Festival de San Sebastián 2021: El gran movimiento

miércoles, septiembre 29, 2021 0 Comments A+ a-

Me senté en mi comodísima butaca asignada aleatoriamente de Tabakalera ―indiscutiblemente la mejor sala que haya pisado jamás― con ganas de ver El gran movimiento pero sin demasiadas expectativas. Viejo calavera, el primer largometraje de Kiro Russo, apenas logró interesarme pese a retratar de forma sugerente e hipnótica la comunidad minera de Chuachuani.
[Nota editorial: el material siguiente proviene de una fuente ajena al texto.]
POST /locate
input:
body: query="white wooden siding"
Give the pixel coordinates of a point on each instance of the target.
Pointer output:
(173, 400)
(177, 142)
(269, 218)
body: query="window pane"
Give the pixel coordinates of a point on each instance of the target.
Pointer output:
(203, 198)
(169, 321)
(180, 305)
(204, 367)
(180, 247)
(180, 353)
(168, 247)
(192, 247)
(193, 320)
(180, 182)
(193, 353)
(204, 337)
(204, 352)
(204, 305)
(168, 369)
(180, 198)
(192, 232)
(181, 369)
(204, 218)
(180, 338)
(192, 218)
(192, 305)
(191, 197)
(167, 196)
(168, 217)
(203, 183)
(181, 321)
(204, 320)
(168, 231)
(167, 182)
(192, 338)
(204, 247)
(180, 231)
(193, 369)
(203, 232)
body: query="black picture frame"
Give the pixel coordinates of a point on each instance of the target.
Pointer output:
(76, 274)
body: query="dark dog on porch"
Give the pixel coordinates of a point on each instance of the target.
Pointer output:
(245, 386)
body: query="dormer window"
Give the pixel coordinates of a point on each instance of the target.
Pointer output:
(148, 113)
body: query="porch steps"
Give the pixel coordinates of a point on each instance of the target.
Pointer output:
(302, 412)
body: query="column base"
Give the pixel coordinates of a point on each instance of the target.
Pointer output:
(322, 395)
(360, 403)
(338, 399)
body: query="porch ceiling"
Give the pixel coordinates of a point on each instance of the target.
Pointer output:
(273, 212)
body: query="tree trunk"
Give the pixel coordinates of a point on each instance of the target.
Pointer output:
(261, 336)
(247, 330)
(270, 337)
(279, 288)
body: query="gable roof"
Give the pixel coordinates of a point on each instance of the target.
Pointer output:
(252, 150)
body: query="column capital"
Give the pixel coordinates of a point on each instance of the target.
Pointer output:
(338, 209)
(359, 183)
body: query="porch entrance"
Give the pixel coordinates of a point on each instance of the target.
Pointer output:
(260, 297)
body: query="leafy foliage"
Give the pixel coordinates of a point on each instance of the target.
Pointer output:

Minutos más tarde, el cineasta concluyó la presentación de la película con una frase tan decididamente lolesca”espero que disfruten de este CINE que van a ver”― que mi mente automáticamente decidió el tuit que escribiría al salir de la sesión ―”El gran movimiento es un kiro y no puedo”―. Pensé que había que ser muy sinvergüenza para referirse en esos términos a la película de uno mismo, pero ahora el sinvergüenza soy yo, escribiendo este texto para intentar hacer justicia a una obra que se inscribe en la trayectoria misma del séptimo arte para atravesarla de arriba abajo ―y de abajo arriba al mismo tiempo― y demostrar que, afortunadamente, en el cine está todo por decir.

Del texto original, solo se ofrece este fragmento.